Move email/password fields to EmailIdentity model and table. Add another identity model for facebook fields (#14). Each identity provider has its authentication backend to check credentials and return a token. Account admin can have an inline class for each identity model.

Subclasses of BaseAccount work as custom user model. It is really useful to integrate with everything that needs request.user.

Active sessions (#9) can have foreign key to account and generic foreign key to identity models.
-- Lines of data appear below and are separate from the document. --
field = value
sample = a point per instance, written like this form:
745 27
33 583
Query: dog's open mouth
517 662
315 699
In another ticket: add BaseAdminAccount, a proxy subclass with base admin (filter querysets on is_staff=True, hide is_staff in admin forms, etc). Now admin separates clearly the user accounts (can log into the site with various identities, have custom data, etc.) and the administrators (all privileges, must log with email, no app-custom data, careful zone). And it is still possible to provide automatic app access if you have an admin account with a custom identity class!

[merwok]

References:

• https://codewithoutrules.com/2018/09/21/users-considered-harmful/
• https://twitter.com/jagthedrummer/status/1037812206602252291
• internal Caravan feedback about users in django (hi @mathieuhentges)

Code Without Rules

Never use the word “User” in your code

You’re six months into a project when you realize a tiny, simple assumption you made at the start was completely wrong. And now you need to fix the problem while keeping the existing system running—with far more effort than it would’ve taken if you’d just gotten it right in the first place. Today I’d like to tell you about one common mistake, a single word that will cause you endless trouble. I am speaking, of course, about “users”. There are two basic problems with this word: “User” is almost never a good description of your requirements. “User” encourages a fundamental security design flaw. The concept “user” is dangerously vague, and you will almost always be better off using more accurate terminology.

Twitter

Jeremy Green on Twitter

“Pro tip for saas builders: Users and Accounts should be different things from day 1. Accounts own the stuff, and Users sign in to work in (one or more) Accounts. Splitting later can be hard for anything but the simplest of apps.”

edit I think I misinterpreted the second link. It’s not about naming user vs. account, but about tenancy in SaaS (ownership of created resources) in the context that workers leave companies and that should not mean losing access to stuff.

[merwok]

Another item. At the moment the signup endpoint is open, and creates a User before confirmation. This could lead to bots flooding the database.